Abstract: Protocol for estabolishing xenograft tumor models in nude mice or SCID mice. Procedure includes preparation of cells and mice, and injection.

Preparation of tumor cells

1. Grow cells in complete medium and exclude any contamination
2. When cells are 70-80% confluent, 3-4 hrs before harvesting, replace medium with fresh medium to remove dead and detached cells.
3. Remove medium and wash cells with PBS. Add a minimum amount of trypsin-EDTA. Disperse cells and add complete medium (10:1 to 5:1). Centrifuge immediately at or below 1500 rpm for 2-5 min and wash twice with PBS and store cells on cell.
4. Count cells using a hemocytometer. Using trypan blue staining to exclude dead cells.
5. Mix cells 1:1 with trypan blue solution (Trypan Blue: dilute at 0.8 mM in PBS. Store at room temperature. Stable for 1 month.). Viable cells exclude trypan blue, while dead cells stain blue due to trypan blue uptake.
6. Cells should be suspended in a volume so that 300 µl contains required number of cells per injection. Usually, 3.0 x 10⁶ cells are needed per injection.

Preparation of mice

1. Mice should be 4-6 weeks old.
2. Allow 3-5 days acclimatization period after mice have arrived.

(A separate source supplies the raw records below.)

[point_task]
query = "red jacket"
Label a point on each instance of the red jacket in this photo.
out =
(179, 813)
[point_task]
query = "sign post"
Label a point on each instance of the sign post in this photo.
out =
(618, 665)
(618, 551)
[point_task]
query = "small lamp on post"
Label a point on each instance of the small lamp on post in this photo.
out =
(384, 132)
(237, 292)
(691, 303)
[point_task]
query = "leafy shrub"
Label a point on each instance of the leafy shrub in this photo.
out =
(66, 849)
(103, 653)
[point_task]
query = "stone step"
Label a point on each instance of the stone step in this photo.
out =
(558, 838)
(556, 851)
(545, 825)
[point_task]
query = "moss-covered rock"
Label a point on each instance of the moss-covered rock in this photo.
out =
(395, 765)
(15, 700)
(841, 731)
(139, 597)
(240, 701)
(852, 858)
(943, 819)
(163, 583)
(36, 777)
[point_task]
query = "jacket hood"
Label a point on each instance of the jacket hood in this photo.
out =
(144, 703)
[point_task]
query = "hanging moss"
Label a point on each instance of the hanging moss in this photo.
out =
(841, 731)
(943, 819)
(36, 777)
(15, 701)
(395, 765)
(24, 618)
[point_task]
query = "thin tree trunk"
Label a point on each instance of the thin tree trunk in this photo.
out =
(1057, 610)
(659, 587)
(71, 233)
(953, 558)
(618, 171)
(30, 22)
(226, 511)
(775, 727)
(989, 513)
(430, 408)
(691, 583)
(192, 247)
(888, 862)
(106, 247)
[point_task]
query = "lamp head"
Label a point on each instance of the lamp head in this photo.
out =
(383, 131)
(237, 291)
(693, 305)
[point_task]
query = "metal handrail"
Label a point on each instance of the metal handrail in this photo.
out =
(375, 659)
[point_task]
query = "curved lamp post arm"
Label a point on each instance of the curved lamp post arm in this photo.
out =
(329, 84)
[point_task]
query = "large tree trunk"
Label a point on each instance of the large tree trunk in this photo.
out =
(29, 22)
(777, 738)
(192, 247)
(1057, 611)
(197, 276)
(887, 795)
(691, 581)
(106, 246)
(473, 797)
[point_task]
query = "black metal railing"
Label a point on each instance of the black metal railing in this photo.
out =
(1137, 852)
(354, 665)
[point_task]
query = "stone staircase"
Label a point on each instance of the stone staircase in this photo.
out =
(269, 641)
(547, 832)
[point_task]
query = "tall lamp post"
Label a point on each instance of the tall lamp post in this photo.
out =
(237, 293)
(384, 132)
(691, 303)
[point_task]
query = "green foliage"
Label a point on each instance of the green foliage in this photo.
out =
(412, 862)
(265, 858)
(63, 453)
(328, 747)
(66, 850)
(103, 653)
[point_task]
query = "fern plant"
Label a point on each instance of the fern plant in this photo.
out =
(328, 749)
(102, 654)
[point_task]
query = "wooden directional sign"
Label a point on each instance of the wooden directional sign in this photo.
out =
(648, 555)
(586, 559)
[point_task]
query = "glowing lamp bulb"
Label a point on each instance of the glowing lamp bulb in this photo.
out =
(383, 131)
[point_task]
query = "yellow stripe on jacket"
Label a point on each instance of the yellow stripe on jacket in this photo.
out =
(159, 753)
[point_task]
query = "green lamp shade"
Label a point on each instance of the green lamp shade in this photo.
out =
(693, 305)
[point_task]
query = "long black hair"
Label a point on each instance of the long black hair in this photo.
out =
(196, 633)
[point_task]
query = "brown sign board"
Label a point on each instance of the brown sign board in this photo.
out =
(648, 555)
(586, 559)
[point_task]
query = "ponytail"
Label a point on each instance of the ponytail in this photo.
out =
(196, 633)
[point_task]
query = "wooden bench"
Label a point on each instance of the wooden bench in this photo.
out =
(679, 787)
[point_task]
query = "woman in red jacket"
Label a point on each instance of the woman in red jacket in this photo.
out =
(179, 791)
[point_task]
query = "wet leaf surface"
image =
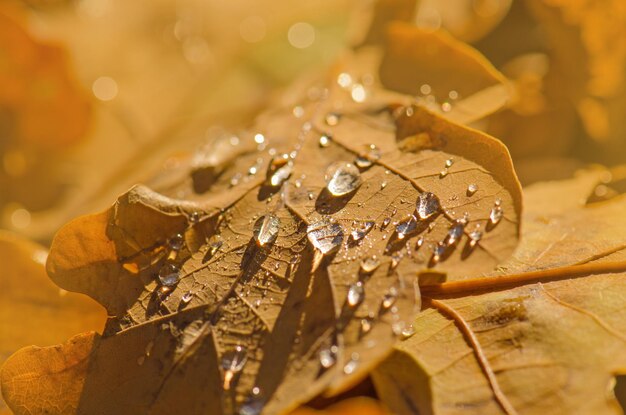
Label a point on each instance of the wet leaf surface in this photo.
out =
(265, 304)
(552, 343)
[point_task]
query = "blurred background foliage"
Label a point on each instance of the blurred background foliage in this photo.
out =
(96, 95)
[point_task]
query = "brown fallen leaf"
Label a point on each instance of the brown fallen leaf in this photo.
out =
(32, 308)
(290, 274)
(544, 335)
(351, 406)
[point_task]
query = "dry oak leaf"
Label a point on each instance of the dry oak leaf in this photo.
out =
(545, 335)
(351, 406)
(283, 265)
(41, 102)
(32, 308)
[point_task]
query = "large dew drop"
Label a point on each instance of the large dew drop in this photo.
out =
(169, 275)
(266, 230)
(326, 236)
(342, 178)
(356, 294)
(427, 205)
(233, 362)
(328, 356)
(362, 230)
(406, 227)
(279, 170)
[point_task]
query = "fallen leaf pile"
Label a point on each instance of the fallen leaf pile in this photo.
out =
(360, 230)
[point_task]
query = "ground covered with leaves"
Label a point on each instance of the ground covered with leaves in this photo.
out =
(364, 246)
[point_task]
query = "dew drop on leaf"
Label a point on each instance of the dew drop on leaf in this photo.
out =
(326, 236)
(438, 252)
(332, 118)
(389, 299)
(369, 264)
(169, 275)
(427, 205)
(406, 227)
(362, 162)
(328, 356)
(366, 325)
(342, 178)
(362, 231)
(233, 362)
(471, 189)
(279, 170)
(186, 298)
(266, 230)
(385, 223)
(352, 364)
(475, 237)
(455, 232)
(356, 294)
(324, 140)
(496, 214)
(176, 242)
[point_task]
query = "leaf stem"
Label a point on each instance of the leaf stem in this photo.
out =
(464, 287)
(478, 351)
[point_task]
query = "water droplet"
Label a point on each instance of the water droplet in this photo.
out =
(253, 404)
(406, 227)
(364, 229)
(366, 324)
(326, 236)
(455, 232)
(385, 223)
(362, 162)
(356, 294)
(342, 178)
(194, 217)
(369, 264)
(176, 242)
(389, 299)
(279, 170)
(344, 80)
(395, 260)
(332, 118)
(427, 205)
(233, 362)
(169, 275)
(438, 252)
(475, 237)
(419, 242)
(214, 247)
(298, 111)
(471, 189)
(187, 297)
(328, 357)
(352, 364)
(496, 214)
(266, 230)
(324, 140)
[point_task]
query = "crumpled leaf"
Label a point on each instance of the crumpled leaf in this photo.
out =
(452, 77)
(550, 342)
(32, 309)
(262, 300)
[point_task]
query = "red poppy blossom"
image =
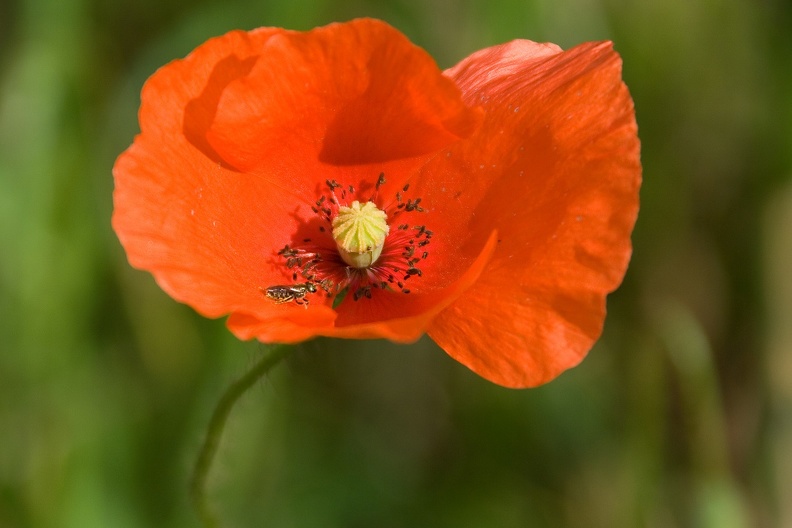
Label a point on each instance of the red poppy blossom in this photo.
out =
(337, 183)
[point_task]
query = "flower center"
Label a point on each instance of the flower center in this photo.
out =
(365, 252)
(359, 232)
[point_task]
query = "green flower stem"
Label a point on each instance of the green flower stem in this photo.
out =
(214, 433)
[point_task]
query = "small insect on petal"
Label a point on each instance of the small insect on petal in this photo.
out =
(283, 293)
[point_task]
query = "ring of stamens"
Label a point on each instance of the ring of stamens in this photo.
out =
(317, 260)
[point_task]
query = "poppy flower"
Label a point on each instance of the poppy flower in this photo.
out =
(337, 183)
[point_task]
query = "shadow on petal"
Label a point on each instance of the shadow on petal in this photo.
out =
(199, 114)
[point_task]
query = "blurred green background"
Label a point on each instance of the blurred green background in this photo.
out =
(680, 417)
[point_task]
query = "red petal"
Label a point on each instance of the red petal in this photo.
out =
(403, 319)
(357, 93)
(555, 169)
(207, 233)
(237, 141)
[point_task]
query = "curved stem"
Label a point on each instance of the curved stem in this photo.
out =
(214, 433)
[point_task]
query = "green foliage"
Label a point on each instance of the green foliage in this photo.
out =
(679, 417)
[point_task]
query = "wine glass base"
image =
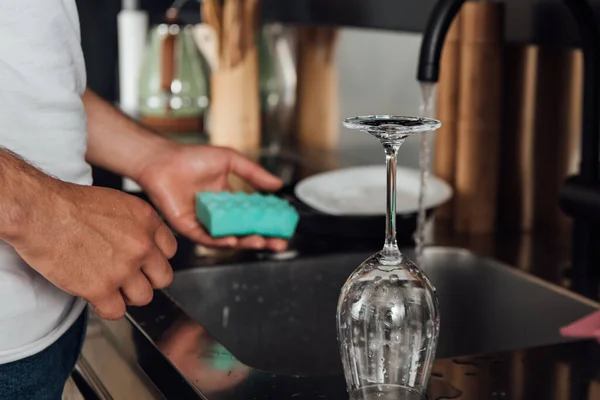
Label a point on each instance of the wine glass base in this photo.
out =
(385, 392)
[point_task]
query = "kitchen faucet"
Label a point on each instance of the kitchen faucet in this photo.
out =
(580, 195)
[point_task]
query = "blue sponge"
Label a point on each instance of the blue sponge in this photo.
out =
(241, 214)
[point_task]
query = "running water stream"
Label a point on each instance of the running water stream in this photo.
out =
(428, 111)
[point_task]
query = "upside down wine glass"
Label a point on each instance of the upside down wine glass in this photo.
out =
(387, 313)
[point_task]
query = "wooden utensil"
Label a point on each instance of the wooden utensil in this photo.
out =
(479, 110)
(235, 103)
(317, 109)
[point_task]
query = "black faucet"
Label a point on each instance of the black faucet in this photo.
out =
(580, 196)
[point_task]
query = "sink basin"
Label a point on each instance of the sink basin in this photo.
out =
(279, 316)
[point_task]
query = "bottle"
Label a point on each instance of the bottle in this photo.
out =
(132, 29)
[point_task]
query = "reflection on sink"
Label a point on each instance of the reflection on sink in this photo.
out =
(279, 316)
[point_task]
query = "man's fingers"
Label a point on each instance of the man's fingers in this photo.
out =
(165, 240)
(157, 270)
(110, 307)
(253, 173)
(137, 290)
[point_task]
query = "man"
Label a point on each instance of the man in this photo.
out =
(63, 242)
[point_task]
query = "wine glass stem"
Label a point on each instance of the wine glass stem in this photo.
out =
(391, 154)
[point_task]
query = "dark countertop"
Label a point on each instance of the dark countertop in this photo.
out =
(183, 359)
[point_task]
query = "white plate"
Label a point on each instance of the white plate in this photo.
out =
(362, 191)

Preparation of the injection

1. Clean and sterilize the inoculation area of the mice with ethanol and/or iodine solutions
2. Use 1-cc syringe and a 27- or 30-gauge needle
3. Mix cells and draw the cells into a syringe without a needle. Using a needle causes a strong, negative pressure which can cause cell damage and lysis.
4. Inject cells (3.0 x 10⁶) subcutaneously (s.c.) into the lower flank of the mice.
5. Therapy can be started after 1-3 weeks when the tumors have reached an average volume of ~50–60 mm³.
6. Tumor diameters are measured with digital calipers, and the tumor volume in mm³ is calculated by the formula:

   Volume = (width)² x length/2

Reference
Jacob et al, Gene Ther Mol Biol 2004;8:213-219.